Menfaatçi Bir İslam Anlayışına Muhtacız


İnsanın kadim bir ikilemi vardır: İdeal – realite arasında. Değerlerle çıkarlar arasında.

Dünya ve ahiret işlerinde başarılı olanların ortak özelliği, bu ikilemi bir şekilde aşmış olmalarıdır. Ama doğru ama yanlış, ama güzel ama çirkin şekilde. Bu ikilemi yaşamayanlarda berraklık oluşur, yolları açılır. Yaşayanlarda ise kafa karışıklığı daimi bir fren mekanizması olarak işler. Hangi yolu tuttursalar da layıkıyla yürüyemez, mutmain olamazlar.

Acaba insan hangisinin peşinden gitmeli? Değerlerinin mi, çıkarlarının mı?

Müslüman bakış açısıyla verilecek cevap çoklarına göre bellidir: Değerlerinin.

Oysa bu cevap yanlıştır!

Doğru cevap: Çıkarlarının!

Evvela, bu iki kelimeyi biraz açalım.

Değerden kasıt; insanın kendisinin ötesinde var olan, ondan büyük ve geniş, bağlanılması gerektiği varsayılan kurumlar, olgular. Toplum, devlet, aile gibi sosyal yapılar. Irk, kimlik, bayrak, çağdaşlık, ilerleme, gelenek, medeniyet gibi referanslar.

Çıkardan kasıt ise insanın faydasına olan şeyler. Menfaatler.
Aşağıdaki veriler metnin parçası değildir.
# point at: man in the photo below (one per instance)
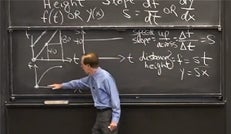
(104, 92)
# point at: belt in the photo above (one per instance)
(104, 109)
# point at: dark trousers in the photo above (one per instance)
(103, 120)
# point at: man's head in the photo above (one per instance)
(89, 62)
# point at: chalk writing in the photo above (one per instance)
(182, 51)
(149, 11)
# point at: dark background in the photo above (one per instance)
(185, 115)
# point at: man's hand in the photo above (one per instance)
(56, 86)
(112, 126)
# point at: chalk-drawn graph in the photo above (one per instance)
(49, 47)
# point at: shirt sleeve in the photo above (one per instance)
(76, 84)
(115, 100)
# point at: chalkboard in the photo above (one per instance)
(114, 13)
(142, 61)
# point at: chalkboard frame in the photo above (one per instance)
(126, 98)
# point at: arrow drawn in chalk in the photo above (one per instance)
(119, 57)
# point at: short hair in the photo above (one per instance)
(91, 59)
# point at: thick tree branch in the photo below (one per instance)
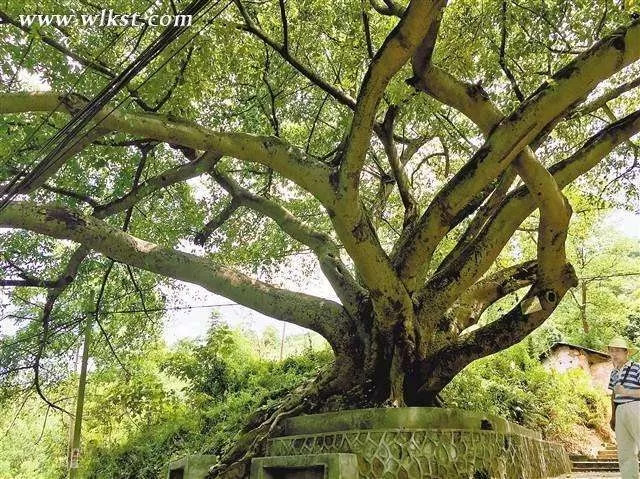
(468, 309)
(325, 249)
(508, 138)
(323, 316)
(289, 161)
(470, 261)
(396, 50)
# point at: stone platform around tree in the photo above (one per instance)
(404, 443)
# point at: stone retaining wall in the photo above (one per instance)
(443, 443)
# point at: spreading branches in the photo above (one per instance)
(507, 139)
(397, 48)
(325, 249)
(323, 316)
(289, 161)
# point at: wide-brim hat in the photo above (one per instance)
(621, 342)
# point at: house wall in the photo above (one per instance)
(563, 358)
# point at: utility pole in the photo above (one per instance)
(77, 428)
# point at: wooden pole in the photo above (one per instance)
(77, 428)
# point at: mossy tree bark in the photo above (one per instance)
(396, 331)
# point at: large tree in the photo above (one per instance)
(401, 145)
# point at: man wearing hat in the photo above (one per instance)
(625, 405)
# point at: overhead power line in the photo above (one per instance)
(79, 120)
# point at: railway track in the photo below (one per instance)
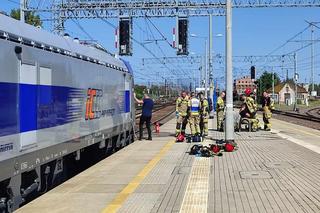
(160, 113)
(315, 112)
(309, 119)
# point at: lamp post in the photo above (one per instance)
(205, 76)
(207, 63)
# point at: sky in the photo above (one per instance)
(256, 32)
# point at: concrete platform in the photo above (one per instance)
(276, 171)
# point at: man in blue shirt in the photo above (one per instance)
(147, 106)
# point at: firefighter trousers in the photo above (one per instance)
(266, 118)
(220, 117)
(194, 121)
(181, 124)
(204, 124)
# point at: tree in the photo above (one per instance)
(265, 82)
(31, 17)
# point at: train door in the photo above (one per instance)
(28, 80)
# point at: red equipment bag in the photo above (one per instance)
(228, 147)
(215, 148)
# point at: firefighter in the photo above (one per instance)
(194, 114)
(267, 107)
(182, 113)
(252, 108)
(204, 114)
(220, 111)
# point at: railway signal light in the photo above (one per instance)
(253, 72)
(182, 36)
(125, 31)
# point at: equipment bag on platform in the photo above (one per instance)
(180, 138)
(196, 138)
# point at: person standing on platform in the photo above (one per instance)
(182, 113)
(252, 109)
(267, 106)
(220, 111)
(147, 107)
(204, 115)
(194, 114)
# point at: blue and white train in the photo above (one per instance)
(57, 98)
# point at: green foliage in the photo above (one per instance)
(31, 17)
(265, 82)
(316, 88)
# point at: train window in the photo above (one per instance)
(45, 76)
(28, 74)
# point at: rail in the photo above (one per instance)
(299, 116)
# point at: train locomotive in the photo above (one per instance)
(58, 97)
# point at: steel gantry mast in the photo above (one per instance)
(62, 10)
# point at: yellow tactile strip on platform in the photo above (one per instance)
(196, 196)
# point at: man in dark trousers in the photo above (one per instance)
(147, 106)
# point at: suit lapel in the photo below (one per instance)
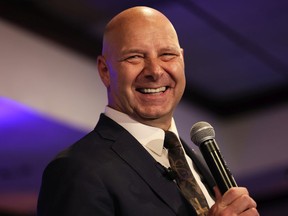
(131, 151)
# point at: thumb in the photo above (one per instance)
(217, 192)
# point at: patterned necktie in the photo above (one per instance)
(184, 178)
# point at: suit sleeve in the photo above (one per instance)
(69, 188)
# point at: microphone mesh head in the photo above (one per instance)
(200, 132)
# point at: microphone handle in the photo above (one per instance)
(218, 167)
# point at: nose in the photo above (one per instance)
(153, 69)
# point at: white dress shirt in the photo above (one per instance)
(152, 139)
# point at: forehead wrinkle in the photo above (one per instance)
(126, 19)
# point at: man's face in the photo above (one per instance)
(146, 68)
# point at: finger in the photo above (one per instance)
(242, 204)
(217, 192)
(232, 194)
(250, 212)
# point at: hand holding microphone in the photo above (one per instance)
(203, 135)
(235, 201)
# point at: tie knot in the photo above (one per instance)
(171, 140)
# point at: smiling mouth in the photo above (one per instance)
(152, 90)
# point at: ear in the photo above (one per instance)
(103, 70)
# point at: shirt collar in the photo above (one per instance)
(150, 137)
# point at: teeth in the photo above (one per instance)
(149, 91)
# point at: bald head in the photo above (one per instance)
(128, 21)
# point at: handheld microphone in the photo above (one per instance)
(203, 135)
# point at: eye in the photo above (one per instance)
(168, 56)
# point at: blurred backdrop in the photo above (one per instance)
(237, 80)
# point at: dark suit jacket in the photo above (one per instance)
(108, 172)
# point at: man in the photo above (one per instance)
(120, 168)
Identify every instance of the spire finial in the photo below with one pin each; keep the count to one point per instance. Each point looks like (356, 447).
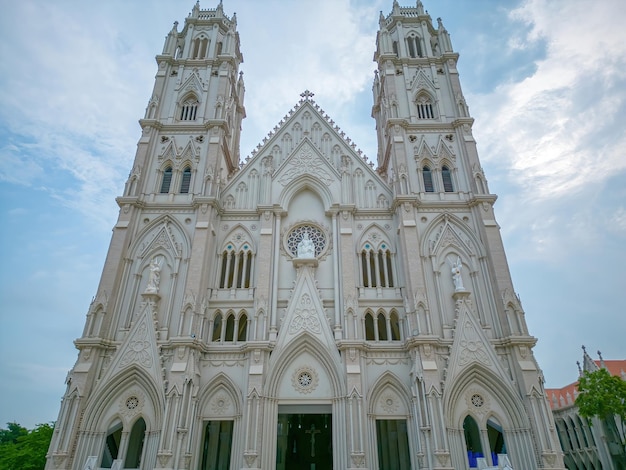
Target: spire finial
(602, 364)
(307, 95)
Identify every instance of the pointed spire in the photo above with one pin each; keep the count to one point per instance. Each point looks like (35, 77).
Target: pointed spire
(440, 25)
(588, 364)
(602, 364)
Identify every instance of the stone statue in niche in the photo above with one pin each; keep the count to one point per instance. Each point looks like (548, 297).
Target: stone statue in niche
(306, 248)
(155, 275)
(456, 275)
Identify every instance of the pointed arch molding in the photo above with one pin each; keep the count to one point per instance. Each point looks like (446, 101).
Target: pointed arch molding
(220, 398)
(376, 236)
(178, 155)
(499, 399)
(239, 235)
(388, 397)
(421, 82)
(162, 235)
(448, 231)
(302, 182)
(303, 344)
(106, 403)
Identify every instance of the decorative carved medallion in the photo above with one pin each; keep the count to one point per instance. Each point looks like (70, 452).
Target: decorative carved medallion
(297, 233)
(305, 317)
(477, 401)
(138, 349)
(472, 348)
(389, 403)
(220, 404)
(305, 379)
(306, 162)
(131, 404)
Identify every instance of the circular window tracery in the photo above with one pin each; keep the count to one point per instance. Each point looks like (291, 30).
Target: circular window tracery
(316, 235)
(477, 400)
(132, 402)
(305, 379)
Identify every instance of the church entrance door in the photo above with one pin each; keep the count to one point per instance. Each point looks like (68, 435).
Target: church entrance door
(304, 442)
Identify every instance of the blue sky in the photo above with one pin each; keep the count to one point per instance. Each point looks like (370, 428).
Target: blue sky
(544, 79)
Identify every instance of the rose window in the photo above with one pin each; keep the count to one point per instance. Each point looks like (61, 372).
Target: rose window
(316, 235)
(477, 400)
(305, 379)
(132, 402)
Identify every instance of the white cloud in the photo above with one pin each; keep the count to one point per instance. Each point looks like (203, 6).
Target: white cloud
(558, 133)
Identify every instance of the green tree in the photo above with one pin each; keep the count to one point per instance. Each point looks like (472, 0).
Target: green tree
(21, 449)
(603, 396)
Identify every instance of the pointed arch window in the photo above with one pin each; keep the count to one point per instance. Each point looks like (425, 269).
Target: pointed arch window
(217, 444)
(381, 323)
(242, 328)
(427, 177)
(370, 334)
(377, 266)
(200, 46)
(497, 446)
(217, 328)
(382, 327)
(189, 109)
(413, 46)
(393, 444)
(394, 326)
(185, 181)
(425, 107)
(135, 444)
(472, 441)
(237, 267)
(112, 445)
(166, 181)
(230, 328)
(446, 177)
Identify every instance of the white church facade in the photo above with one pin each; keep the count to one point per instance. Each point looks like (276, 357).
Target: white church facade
(305, 307)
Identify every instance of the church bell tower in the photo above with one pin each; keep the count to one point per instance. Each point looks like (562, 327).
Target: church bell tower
(305, 307)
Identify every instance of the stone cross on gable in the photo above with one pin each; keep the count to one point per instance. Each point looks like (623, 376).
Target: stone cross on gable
(307, 95)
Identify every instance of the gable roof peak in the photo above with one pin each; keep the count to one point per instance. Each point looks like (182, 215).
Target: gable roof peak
(306, 99)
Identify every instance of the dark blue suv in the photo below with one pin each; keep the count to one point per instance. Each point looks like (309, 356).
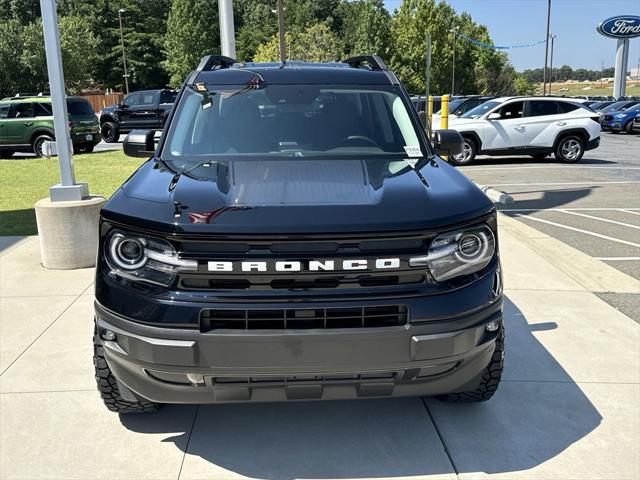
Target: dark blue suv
(621, 118)
(295, 236)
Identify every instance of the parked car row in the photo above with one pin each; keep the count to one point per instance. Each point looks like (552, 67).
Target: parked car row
(620, 116)
(26, 122)
(536, 126)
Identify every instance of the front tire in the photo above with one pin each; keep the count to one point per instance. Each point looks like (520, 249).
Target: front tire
(570, 149)
(38, 143)
(83, 149)
(468, 155)
(110, 132)
(490, 378)
(108, 387)
(629, 127)
(539, 156)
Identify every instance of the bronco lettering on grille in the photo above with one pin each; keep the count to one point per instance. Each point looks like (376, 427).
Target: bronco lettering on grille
(311, 265)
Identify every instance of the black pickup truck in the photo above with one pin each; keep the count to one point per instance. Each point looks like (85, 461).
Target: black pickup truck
(146, 109)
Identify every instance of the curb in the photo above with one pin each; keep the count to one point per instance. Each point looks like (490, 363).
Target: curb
(496, 196)
(594, 275)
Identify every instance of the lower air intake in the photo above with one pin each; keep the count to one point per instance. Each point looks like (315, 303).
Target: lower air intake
(303, 318)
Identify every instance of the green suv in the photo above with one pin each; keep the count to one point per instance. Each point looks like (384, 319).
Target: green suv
(26, 122)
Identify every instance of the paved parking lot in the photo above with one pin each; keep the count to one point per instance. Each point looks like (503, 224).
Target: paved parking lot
(568, 406)
(593, 205)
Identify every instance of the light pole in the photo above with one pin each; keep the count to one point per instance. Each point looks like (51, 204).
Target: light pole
(546, 51)
(453, 31)
(227, 28)
(124, 56)
(281, 37)
(552, 36)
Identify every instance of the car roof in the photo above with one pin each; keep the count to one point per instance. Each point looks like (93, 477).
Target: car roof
(34, 99)
(546, 97)
(296, 73)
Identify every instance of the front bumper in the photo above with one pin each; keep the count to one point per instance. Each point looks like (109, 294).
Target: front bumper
(85, 138)
(595, 143)
(183, 365)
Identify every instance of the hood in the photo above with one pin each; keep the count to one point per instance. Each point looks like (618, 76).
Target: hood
(108, 109)
(296, 197)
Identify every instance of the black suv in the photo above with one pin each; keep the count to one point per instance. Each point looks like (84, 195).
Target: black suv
(144, 109)
(294, 236)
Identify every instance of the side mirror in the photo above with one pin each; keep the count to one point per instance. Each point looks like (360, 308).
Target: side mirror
(447, 142)
(424, 119)
(139, 143)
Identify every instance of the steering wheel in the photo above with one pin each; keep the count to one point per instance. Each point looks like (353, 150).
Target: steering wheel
(358, 140)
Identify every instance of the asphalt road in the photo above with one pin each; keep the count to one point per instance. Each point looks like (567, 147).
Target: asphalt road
(593, 205)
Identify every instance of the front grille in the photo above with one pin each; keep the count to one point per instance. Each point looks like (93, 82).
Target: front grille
(303, 318)
(304, 250)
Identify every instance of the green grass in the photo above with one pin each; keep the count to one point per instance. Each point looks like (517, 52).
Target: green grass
(27, 180)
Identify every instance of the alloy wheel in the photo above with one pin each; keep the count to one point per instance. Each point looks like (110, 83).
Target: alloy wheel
(571, 149)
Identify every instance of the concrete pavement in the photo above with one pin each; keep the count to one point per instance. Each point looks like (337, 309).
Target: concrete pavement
(568, 406)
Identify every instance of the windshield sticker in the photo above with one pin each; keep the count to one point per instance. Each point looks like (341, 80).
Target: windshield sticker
(413, 151)
(412, 162)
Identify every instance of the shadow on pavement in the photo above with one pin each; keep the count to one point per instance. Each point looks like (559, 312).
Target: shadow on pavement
(18, 222)
(526, 160)
(537, 413)
(555, 198)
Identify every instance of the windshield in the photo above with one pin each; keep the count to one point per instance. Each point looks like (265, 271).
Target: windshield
(79, 108)
(257, 120)
(615, 106)
(481, 109)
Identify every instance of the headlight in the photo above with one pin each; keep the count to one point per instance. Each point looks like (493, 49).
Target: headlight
(144, 259)
(458, 253)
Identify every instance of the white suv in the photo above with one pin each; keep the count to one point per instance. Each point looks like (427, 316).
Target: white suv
(536, 126)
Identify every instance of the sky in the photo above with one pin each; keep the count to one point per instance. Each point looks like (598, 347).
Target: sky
(515, 22)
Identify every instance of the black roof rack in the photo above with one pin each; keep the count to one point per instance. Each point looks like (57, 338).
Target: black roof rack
(30, 95)
(374, 61)
(210, 62)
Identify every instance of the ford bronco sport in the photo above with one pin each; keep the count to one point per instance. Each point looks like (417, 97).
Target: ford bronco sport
(294, 236)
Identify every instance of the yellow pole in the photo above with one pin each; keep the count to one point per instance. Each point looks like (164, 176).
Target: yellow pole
(444, 112)
(430, 113)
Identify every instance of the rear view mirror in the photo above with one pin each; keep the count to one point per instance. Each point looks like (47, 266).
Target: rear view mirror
(447, 142)
(139, 143)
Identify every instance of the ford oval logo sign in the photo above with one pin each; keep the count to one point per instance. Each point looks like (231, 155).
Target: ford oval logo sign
(624, 26)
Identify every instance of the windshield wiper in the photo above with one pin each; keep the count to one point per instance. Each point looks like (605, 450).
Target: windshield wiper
(178, 174)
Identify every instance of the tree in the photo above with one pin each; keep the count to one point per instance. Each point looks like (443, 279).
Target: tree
(477, 69)
(192, 32)
(78, 46)
(315, 44)
(366, 28)
(565, 73)
(144, 27)
(523, 86)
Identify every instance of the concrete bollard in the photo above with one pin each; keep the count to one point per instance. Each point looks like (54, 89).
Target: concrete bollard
(68, 232)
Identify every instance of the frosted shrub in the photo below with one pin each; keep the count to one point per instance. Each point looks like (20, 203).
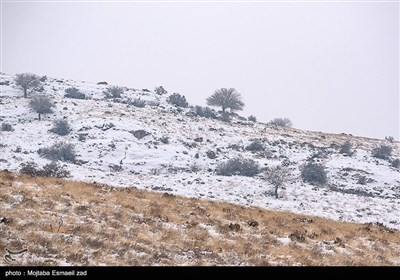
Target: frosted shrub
(382, 152)
(238, 166)
(73, 92)
(59, 151)
(178, 100)
(61, 127)
(314, 174)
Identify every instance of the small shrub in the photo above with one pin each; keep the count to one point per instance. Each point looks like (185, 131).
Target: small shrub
(390, 139)
(382, 152)
(225, 117)
(61, 127)
(160, 90)
(113, 92)
(252, 118)
(205, 112)
(283, 122)
(30, 168)
(73, 92)
(396, 163)
(54, 170)
(362, 180)
(6, 127)
(277, 176)
(41, 105)
(137, 102)
(211, 154)
(238, 166)
(314, 174)
(255, 146)
(59, 151)
(178, 100)
(346, 149)
(164, 140)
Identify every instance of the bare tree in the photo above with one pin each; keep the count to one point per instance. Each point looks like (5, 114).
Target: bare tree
(41, 105)
(226, 98)
(277, 176)
(27, 81)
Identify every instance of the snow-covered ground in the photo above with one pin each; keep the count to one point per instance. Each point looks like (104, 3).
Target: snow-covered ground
(182, 166)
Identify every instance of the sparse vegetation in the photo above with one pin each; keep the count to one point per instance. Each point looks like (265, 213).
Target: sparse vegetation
(252, 118)
(134, 221)
(205, 112)
(226, 99)
(314, 173)
(277, 176)
(164, 139)
(282, 122)
(73, 92)
(137, 102)
(113, 92)
(59, 151)
(255, 146)
(238, 166)
(6, 127)
(396, 163)
(52, 169)
(362, 180)
(382, 152)
(178, 100)
(27, 81)
(346, 149)
(41, 105)
(160, 90)
(61, 127)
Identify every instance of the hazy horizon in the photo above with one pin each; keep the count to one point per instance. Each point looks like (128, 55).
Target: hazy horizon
(331, 67)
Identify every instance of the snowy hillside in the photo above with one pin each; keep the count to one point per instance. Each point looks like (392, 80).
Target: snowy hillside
(111, 151)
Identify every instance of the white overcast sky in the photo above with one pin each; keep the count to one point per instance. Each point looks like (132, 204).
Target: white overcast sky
(331, 67)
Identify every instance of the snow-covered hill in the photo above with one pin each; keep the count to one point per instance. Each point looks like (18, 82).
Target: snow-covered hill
(112, 154)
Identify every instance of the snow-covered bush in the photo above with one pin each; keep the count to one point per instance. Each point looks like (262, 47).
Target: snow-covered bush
(59, 151)
(29, 168)
(114, 92)
(6, 127)
(252, 118)
(160, 90)
(362, 180)
(73, 92)
(238, 166)
(314, 173)
(225, 117)
(164, 140)
(61, 127)
(41, 105)
(382, 152)
(178, 100)
(49, 170)
(54, 169)
(284, 122)
(346, 149)
(255, 146)
(396, 163)
(206, 112)
(137, 102)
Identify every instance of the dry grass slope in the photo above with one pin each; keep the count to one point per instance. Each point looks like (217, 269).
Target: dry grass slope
(65, 222)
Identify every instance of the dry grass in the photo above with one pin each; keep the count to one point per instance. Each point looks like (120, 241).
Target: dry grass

Burada birkaç tane önemli mesele ortaya çıkıyor:

1) Menfaati hangi kapsamda ele alacağız? Mesela çok çikolata yemek, çok haz = çok menfaattir, kısa vadede. Uzun vadede ise menfaate aykırıdır, sağlığı bozar.

2) İnsan özünde, fıtratında nasıl bir varlıktır? Değerci mi, çıkarcı mı? Çok net bir şekilde çıkarcıdır.

Kişinin gözü kendi için görür, kulağı kendi için duyar, aklı kendi için çalışır, kalbi de kendi için atar. Bundan daha tabii bir şey yoktur. Hatta aksi mümkün değildir. Doğal ve kaçınılmaz olanı kınamak, akılsızlıktır. Onunla uzlaşmayı öğrenmek gerekir.

İnsanlık tarihinde bütün uygarlıklar bir bilgi ve değer kuramı halinde yükselmiştir. Somut göstergeler (ekonomi, ordu, sanat vs.) sonradan gelmiştir. Bu yükseliş, aklın ve kalbin kullanımına ilişkin anlayış geliştirilmesi demektir.

Birkaç yüz yıldır dünyada esen Batı fırtınası, Batılıların akılla ilişkilerini, sonuç olarak bilgi ve değer felsefelerini pratikte yalınlaştırmaları sayesindedir. Batılının kafasında değer ve çıkar çatışması minimize edilmiştir. Nasıl? Başta din olmak üzere aşkın bilgi kaynaklarından sıyrıldılar. Zihinlerini dünyaya, maddeye çektiler. Soyut değerlerle somut çıkarlar arasındaki bocalamadan kurtuldular. Asıl başarıları budur. Derin veya sığ bir başarı olması, bu başarının diğer tezahürleri, hatta bana kalırsa içsel kofluğu ayrı bir bahistir.

Doğu, hususen Müslüman toplumlarının asıl yenilgileri de bu boyuttadır: Bizi manen yukarı çekmesini umduğumuz değerler ile madden aşağı çeken çıkarlar arasında birkaç asırlık, korkunç bir yırtılma yaşıyoruz. Zihinlerimiz bir yandan soyut değer ısrarından, diğer yandan da somut çıkar arayışlarından vazgeçemiyor. Bocalamak; kimliğimiz, kültürümüz, işimiz, her şeyimiz oluyor.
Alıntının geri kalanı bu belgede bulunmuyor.